Review: For Workers' Power -
The Selected Writings of Maurice
Brinton
Edited by David Goodway
Oakland: AK Press, 2004.
The British libertarian socialist group Solidarity was truly a
seminal organization. Inspired by the ideas of the French group
Socialisme ou Barbarie, Solidarity went beyond S ou B to produce a
remarkable journal and pamphlet series that laid the ground for the
ultra-left in Britain in the 1970s and had an influence in the
working class of which many groups today can only dream. The
publication of For Workers' Power, a selection of writings by
Maurice Brinton, one of the main
writers for the group who recently passed away is long overdue and
required reading for serious revolutionaries.
Brinton had been a supporter of the Trotskyist grouping led by
Gerry Healy in the 1950s. Along with many others, Brinton left the
group, but continued to meet with the former members. As Brinton's
friend Ken Weller put it, usually when a Trotskyist group has a
split, the new organization writes a document explaining how the
group they just left has betrayed Trotskyism and how their new group
is the embodiment of orthodox tradition. Weller noted, the conclusion
they came to was the problem wasn't that Healy had betrayed
Trotskyism, but that he really was a Trotskyist.
Of all the groups they examined, the one they found most
attractive was the French group Socialisme ou Barbarie, led by
Cornelius Castoriadis. The group began to produce the Agitator in
1960, which was renamed Solidarity for Workers Power the
following year, and continued until 1977, when the magazine was
renamed Solidarity for Social Revolution.
Choosing a selection of Brinton's work was not an easy task...
Much of the value of Solidarity's material was that it was applied to
specific situations and especially its labour coverage. While this
makes for exciting contemporary reading, there is often little of
value in small industrial disputes in London in 1965 forty years
later. Brinton's editor, Dave Goodway, who also contributes a useful
biographical essay, has done well to focus on material which is still
germane today, including his writings of political organization and
theory.
From its beginnings, Solidarity was a very different organization
from the traditional left. To begin with, Brinton not only broke with
theoretical orthodoxies, he also wrote with humor and in clear and
simple language sadly lacking from much of the turgid leftist press.

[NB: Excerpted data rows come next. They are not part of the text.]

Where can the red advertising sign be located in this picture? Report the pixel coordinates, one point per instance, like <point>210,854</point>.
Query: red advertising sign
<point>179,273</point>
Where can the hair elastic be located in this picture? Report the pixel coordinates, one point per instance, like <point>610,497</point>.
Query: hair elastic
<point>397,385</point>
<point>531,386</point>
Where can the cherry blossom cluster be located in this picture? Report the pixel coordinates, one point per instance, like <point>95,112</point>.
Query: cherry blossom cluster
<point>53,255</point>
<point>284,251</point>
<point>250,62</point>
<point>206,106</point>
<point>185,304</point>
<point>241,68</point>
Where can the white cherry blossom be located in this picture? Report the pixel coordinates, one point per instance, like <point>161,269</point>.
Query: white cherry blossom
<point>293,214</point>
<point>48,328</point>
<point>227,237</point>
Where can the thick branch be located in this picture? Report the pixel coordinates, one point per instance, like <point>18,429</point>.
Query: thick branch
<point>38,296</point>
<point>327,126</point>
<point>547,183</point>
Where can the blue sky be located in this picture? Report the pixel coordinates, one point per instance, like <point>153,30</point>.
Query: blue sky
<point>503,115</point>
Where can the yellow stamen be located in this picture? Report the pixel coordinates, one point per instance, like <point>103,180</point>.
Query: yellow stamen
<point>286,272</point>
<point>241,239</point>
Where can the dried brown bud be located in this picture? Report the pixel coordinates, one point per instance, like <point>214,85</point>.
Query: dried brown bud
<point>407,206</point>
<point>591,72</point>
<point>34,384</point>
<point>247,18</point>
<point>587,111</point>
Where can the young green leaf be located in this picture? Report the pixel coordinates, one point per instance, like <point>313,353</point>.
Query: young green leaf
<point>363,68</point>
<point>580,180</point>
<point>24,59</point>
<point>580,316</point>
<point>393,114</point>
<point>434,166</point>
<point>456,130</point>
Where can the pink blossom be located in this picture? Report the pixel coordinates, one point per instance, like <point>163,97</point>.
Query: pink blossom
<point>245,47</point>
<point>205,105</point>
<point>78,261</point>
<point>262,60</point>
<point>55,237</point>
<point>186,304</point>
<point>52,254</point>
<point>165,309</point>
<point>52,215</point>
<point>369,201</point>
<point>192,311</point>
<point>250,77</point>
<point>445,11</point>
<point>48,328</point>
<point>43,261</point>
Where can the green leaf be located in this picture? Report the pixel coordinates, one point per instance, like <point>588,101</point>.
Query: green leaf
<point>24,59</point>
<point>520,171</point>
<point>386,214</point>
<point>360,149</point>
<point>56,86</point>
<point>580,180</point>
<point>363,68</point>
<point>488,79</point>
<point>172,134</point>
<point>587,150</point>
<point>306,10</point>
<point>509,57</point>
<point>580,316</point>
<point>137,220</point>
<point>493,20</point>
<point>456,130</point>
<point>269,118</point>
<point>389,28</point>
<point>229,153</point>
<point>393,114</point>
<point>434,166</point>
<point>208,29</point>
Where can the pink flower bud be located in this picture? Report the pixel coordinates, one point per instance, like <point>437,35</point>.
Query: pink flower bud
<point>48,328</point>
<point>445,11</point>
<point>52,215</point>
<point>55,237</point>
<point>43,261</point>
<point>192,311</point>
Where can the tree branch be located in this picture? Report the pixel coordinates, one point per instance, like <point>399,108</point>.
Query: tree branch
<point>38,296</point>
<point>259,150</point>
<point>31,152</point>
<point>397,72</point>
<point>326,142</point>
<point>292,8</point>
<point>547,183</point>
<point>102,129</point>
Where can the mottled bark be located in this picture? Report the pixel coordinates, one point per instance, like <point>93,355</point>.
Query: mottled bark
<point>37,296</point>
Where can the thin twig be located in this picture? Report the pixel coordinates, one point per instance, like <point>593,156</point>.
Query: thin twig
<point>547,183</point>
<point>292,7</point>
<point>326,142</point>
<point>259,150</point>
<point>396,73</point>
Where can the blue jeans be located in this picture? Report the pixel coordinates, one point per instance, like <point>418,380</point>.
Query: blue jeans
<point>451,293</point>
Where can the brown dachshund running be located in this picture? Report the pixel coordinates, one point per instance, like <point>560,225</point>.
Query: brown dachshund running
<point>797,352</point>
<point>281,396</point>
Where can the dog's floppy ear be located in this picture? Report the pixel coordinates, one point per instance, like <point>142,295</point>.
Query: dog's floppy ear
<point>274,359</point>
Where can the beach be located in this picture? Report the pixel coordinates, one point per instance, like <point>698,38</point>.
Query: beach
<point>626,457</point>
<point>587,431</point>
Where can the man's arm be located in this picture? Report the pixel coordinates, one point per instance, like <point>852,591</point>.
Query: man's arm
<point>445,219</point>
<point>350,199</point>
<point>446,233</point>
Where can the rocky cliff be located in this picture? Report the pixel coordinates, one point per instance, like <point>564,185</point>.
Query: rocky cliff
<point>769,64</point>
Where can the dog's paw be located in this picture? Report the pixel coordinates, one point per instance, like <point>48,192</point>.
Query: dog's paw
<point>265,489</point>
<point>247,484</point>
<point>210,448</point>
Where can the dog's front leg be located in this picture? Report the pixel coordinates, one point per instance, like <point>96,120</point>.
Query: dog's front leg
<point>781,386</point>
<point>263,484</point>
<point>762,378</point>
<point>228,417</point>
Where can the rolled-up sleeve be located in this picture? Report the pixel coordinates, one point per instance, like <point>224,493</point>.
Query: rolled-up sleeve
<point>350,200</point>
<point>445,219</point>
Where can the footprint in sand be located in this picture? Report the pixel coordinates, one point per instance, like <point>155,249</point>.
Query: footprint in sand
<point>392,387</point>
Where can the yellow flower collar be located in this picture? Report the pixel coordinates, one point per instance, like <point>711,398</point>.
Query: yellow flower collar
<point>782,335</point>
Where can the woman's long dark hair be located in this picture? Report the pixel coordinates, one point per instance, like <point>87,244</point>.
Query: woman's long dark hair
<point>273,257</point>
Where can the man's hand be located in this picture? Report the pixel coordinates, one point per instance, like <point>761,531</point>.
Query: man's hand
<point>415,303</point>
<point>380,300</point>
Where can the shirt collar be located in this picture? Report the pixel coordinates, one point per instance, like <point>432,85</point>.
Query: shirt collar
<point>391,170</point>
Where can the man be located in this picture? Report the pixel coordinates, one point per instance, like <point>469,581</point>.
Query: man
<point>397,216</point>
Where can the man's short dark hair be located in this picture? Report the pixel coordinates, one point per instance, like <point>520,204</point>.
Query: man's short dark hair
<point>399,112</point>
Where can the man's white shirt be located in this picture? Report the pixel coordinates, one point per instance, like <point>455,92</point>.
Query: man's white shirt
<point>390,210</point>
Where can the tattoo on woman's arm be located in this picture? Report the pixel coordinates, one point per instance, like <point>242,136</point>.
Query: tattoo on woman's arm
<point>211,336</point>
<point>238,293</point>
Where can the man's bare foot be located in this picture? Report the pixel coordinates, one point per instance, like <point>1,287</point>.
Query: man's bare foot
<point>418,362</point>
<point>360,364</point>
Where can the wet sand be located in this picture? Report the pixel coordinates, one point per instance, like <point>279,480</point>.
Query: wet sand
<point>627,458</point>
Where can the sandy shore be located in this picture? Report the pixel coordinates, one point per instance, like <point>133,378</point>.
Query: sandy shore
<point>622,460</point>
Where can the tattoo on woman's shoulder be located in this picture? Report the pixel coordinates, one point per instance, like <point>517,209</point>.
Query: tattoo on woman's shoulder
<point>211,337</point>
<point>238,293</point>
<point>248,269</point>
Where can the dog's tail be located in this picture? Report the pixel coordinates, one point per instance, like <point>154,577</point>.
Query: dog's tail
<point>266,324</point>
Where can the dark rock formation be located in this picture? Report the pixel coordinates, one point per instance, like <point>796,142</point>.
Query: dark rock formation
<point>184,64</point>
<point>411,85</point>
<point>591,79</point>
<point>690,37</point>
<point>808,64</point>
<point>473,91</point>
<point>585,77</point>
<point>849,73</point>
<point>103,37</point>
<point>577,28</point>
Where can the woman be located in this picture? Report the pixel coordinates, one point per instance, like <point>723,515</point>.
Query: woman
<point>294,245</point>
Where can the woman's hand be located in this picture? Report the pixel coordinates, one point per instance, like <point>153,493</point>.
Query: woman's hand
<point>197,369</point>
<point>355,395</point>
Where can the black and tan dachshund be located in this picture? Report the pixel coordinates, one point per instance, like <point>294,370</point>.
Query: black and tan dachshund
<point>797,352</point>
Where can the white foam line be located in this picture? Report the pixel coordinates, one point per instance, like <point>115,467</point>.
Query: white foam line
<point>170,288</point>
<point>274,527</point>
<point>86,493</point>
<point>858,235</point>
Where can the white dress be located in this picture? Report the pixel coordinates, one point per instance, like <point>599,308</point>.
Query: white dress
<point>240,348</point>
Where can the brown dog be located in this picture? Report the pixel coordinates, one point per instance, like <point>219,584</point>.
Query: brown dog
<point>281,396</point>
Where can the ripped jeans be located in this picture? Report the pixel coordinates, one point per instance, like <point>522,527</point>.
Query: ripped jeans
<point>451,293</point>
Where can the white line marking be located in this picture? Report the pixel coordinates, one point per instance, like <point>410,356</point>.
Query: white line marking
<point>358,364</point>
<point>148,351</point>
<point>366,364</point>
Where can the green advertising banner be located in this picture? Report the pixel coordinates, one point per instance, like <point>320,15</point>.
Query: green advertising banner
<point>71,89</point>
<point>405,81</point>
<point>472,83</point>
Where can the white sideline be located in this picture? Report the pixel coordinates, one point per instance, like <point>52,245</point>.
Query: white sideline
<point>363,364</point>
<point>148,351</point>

This is indicated in Brinton's report on the Belgium general strike
of 1961 (included here), which details including how the strike was
defeated went beyond the usual leftist cheerleading and then
complaints of betrayal by the leadership. Brinton also examined the
role of the leftist organizations in the defeat of the strike; all in
crisp, witty prose.
In the early articles of the journal included here, Brinton was to
develop a devastating critique of the vanguard party. In
"Revolutionary Organization" he argued:
What should the activity of the revolutionary organization be?
Whilst rejecting the substitutionism of both reformism and
Bolshevism, we should also reject the propagandist approach of
organizations such as the Socialist Party of Great Britain. We
consider it important to bring workers information and reports of the
struggles of other workers - both past and present - reports which
emphasize the fact that workers are capable of struggling
collectively and rising to the greater heights of revolutionary
consciousness.
Needless to say, Brinton and Solidarity rejected the idea that
this consciousness should be brought to the workers by them or any
other saviors, or that it was the duty of the revolutionary
organization to act as the vanguard leadership and to rule over the
workers
In addition to a range of short pieces, For Workers' Power
contains several of Brinton's longer pieces: His eye-witness account
Paris 1968, his account of Reich's concepts of sexual repression The
Irrational in Politics, and his classic The Bolsheviks and Workers
Control. In it, using the Bolsheviks' own words, Brinton effectively
shows the role of the "vanguard of the working class" in crushing
soviet power in Russia: An account which has never been successfully
answered.
In terms of his selection of material, Goodway has also performed
a service to the reader by focusing on Brinton's earlier material
(there is nothing after 1983 even though Solidarity continued until
1992). In the later period of its existence Solidarity's contribution
diminished, partly due to its being overtaken by other currents, and
partly due to the evolution of its thought away from the class-based
analysis of its early year.
Nevertheless, these are minor quibbles, and no excuse to not
purchase this very valuable and long overdue collection.